Written as part of https://www.scrapehero.com/how-to-scrape-amazon-product-reviews-using-python/, modified by us.

To do:
* Alter so that we are instead (also?) input the link with all the product's reviews. 
    * this is turning out to be problematic - the page with all the reviews still only has 10 at a time, so doesn't appear to be more efficient unless we can tell program to click to next page of reviews and continue that way.

In [7]:
from lxml import html
from json import dump,loads
from requests import get
import json
from re import sub
from dateutil import parser as dateparser
from time import sleep

In [32]:
def ParseReviews(amazon_url):
    '''
    Given a url to an amazon product, 
    '''
    # Add some recent user agent to prevent amazon from blocking the request 
    # Find some chrome user agent strings  here https://udger.com/resources/ua-list/browser-detail?browser=Chrome
    headers = {'User-Agent': '''Mozilla/5.0 (X11; Linux x86_64) AppleWebKit/537.36'''
                               '''(KHTML, like Gecko) Chrome/62.0.3202.94 Safari/537.36'''}
    
    # try getting the data 5 times.
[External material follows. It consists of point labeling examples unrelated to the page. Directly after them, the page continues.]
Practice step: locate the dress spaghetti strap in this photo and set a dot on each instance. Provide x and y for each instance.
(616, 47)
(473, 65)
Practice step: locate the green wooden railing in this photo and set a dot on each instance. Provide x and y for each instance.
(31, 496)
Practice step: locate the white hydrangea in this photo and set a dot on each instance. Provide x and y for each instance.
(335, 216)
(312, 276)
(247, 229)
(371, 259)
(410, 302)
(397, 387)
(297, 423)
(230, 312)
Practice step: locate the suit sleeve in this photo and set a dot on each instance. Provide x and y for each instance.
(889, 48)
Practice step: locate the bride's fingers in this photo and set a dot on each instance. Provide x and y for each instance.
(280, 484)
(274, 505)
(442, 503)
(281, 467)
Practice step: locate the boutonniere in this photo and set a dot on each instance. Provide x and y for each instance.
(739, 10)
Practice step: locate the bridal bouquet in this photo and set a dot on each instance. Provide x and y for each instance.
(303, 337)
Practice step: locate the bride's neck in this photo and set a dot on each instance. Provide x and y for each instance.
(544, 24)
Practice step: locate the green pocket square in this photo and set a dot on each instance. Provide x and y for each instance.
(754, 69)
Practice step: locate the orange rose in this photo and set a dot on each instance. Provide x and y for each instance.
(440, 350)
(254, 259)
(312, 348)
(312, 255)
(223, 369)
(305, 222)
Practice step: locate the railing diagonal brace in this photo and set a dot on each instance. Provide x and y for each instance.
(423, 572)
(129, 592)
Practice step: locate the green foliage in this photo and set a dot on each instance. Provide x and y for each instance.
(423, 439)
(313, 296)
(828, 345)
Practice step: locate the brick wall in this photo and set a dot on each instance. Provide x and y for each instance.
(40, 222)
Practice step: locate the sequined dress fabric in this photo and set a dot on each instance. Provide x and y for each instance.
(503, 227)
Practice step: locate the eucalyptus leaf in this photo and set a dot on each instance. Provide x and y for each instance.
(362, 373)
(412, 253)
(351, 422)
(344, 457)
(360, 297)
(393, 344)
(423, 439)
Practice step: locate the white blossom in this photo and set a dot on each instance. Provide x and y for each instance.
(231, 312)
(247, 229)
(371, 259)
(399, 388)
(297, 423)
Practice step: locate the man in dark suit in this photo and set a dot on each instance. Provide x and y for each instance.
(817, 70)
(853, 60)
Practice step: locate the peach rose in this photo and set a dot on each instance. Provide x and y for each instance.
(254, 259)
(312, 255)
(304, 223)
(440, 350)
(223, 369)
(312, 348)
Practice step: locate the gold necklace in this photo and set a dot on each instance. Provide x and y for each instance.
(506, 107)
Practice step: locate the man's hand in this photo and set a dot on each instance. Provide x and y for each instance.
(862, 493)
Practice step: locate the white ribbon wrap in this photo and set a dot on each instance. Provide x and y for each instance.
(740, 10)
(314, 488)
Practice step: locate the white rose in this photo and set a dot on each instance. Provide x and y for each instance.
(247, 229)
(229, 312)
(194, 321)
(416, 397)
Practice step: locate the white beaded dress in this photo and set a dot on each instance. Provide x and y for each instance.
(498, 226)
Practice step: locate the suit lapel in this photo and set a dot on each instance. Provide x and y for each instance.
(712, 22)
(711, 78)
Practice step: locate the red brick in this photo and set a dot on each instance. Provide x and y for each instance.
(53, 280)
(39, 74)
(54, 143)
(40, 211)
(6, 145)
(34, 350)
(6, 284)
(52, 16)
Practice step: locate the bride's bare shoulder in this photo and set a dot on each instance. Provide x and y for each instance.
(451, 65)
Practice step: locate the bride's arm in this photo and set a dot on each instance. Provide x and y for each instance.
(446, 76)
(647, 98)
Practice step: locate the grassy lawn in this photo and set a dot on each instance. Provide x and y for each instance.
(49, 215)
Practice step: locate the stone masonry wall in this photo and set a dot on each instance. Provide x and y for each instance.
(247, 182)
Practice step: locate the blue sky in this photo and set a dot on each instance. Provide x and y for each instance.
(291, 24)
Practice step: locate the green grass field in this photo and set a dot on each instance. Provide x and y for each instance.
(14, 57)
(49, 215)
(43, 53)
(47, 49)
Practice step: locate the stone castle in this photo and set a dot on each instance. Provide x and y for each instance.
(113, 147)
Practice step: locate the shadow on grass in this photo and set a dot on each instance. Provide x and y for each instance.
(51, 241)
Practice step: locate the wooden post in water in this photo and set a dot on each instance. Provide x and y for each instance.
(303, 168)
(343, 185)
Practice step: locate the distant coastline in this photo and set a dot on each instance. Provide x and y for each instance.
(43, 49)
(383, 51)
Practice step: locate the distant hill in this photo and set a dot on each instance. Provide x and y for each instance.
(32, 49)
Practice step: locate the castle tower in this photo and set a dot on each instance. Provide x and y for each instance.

Will only retry getting data if response code isn't 200
    for i in range(5): 
        # The response is the whole page (html, css, javascript, response code)
        response = get(amazon_url, headers = headers, verify=False, timeout=30)
        if response.status_code == 404:
            return {"url": amazon_url, "error": "page not found"}
        if response.status_code != 200: # checks whether to retry getting the page.
            continue
        
        # Removing the null bytes from the response. 
        cleaned_response = response.text.replace('\x00', '') 

        # get html in tree structure that can be parsed with XPath
        parser = html.fromstring(cleaned_response) 
        
        XPATH_AGGREGATE = '//span[@id="acrCustomerReviewText"]'
        XPATH_REVIEW_SECTION_1 = '//div[contains(@id,"reviews-summary")]'
        XPATH_REVIEW_SECTION_2 = '//div[@data-hook="review"]'
        XPATH_AGGREGATE_RATING = '//table[@id="histogramTable"]//tr'
        XPATH_PRODUCT_NAME = '//h1//span[@id="productTitle"]//text()'
        
        raw_product_name = parser.xpath(XPATH_PRODUCT_NAME)
        total_ratings  = parser.xpath(XPATH_AGGREGATE_RATING)
        reviews = parser.xpath(XPATH_REVIEW_SECTION_1)

        product_name = ''.join(raw_product_name).strip()

        if not reviews:
            reviews = parser.xpath(XPATH_REVIEW_SECTION_2)
        
        ratings_dict = {}
        reviews_list = []

        # Grabing the rating section in product page
        for ratings in total_ratings:
            extracted_rating = ratings.xpath('./td//a//text()')
            if extracted_rating:
                rating_key = extracted_rating[0] 
                rating_value = extracted_rating[1]
                if rating_key:
                    ratings_dict.update({rating_key: rating_value})
        
        # Parsing individual reviews
        for review in reviews:
            XPATH_RATING  = './/i[@data-hook="review-star-rating"]//text()'
            XPATH_REVIEW_TEXT_1 = './/div[@data-hook="review-collapsed"]//text()'
            XPATH_REVIEW_TEXT_2 = './/div//span[@data-action="columnbalancing-showfullreview"]/@data-columnbalancing-showfullreview'
            XPATH_REVIEW_TEXT_3 = './/div[contains(@id,"dpReviews")]/div/text()'
            
            raw_review_rating = review.xpath(XPATH_RATING)
            raw_review_text1 = review.xpath(XPATH_REVIEW_TEXT_1)
            raw_review_text2 = review.xpath(XPATH_REVIEW_TEXT_2)
            raw_review_text3 = review.xpath(XPATH_REVIEW_TEXT_3)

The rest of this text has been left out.